SRI-B develops Hindi language for Galaxy AI
In a newsroom post on the Samsung India website, the company highlighted the role played by its R&D institute and academic partners in developing the understanding of the regional language for Galaxy AI. The company said that it is working on expanding Galaxy AI in different global languages to allow more users to use these features in their native language. The language capability enhances some of the on-device features such as Live Translate, Interpreter, Note Assist, and Browsing Assist.

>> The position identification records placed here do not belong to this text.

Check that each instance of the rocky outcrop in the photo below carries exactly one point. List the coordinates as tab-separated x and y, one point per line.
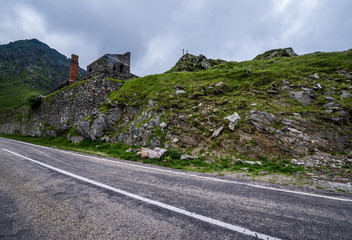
68	107
191	63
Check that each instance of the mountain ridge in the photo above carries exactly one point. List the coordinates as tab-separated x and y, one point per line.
286	114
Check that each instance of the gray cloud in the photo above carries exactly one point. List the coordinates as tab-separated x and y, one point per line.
156	31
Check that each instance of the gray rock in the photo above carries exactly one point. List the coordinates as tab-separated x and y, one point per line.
252	163
149	153
346	94
233	119
217	132
218	84
77	139
315	76
329	98
261	120
345	73
205	63
105	139
163	125
180	92
302	96
332	105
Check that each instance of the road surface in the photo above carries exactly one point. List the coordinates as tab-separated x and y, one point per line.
46	193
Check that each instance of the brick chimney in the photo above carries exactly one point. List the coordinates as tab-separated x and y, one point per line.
73	76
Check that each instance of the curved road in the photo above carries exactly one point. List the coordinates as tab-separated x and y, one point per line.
46	193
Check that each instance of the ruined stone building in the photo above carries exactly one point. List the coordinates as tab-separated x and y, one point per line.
111	65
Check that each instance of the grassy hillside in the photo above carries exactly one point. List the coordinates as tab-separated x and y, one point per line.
29	67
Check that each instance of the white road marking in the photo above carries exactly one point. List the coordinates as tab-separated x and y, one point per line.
156	203
192	175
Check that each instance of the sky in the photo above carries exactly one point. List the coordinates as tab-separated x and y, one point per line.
157	31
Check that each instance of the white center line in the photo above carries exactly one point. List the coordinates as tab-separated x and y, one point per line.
193	175
156	203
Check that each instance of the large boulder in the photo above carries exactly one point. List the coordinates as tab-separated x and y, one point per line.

To develop the Hindi language for the AI suite, SRI-B worked together with VIT. The post highlights that the academic institute helped source nearly a million lines of segmented and curated audio data on conversational speech, words, and commands.
The reason for the collaboration was the difficulty in generating high-quality data in Hindi due to the high amount of regional variance. The SRI-B team covered 20 different regional dialects, tonal inflections, punctuation and colloquialisms.
Samsung developed a facility for VIT under its Students Ecosystem for Engineered Data (SEED) Labs initiative in 2021. The company says the lab is equipped with head and torso simulators, binaural microphones, and hearing devices surrounded by an advanced sound absorption system. It also requests projects on which university staff, students, and interns can work alongside technical experts provided by the tech giant.
Notably, SRI-B collaborated with teams across the globe to develop AI language models in British, Indian, Australian English, Thai, Vietnamese, and Indonesian. The research centre’s role was considered pivotal and therefore, it was asked to develop the Hindi language for Galaxy AI.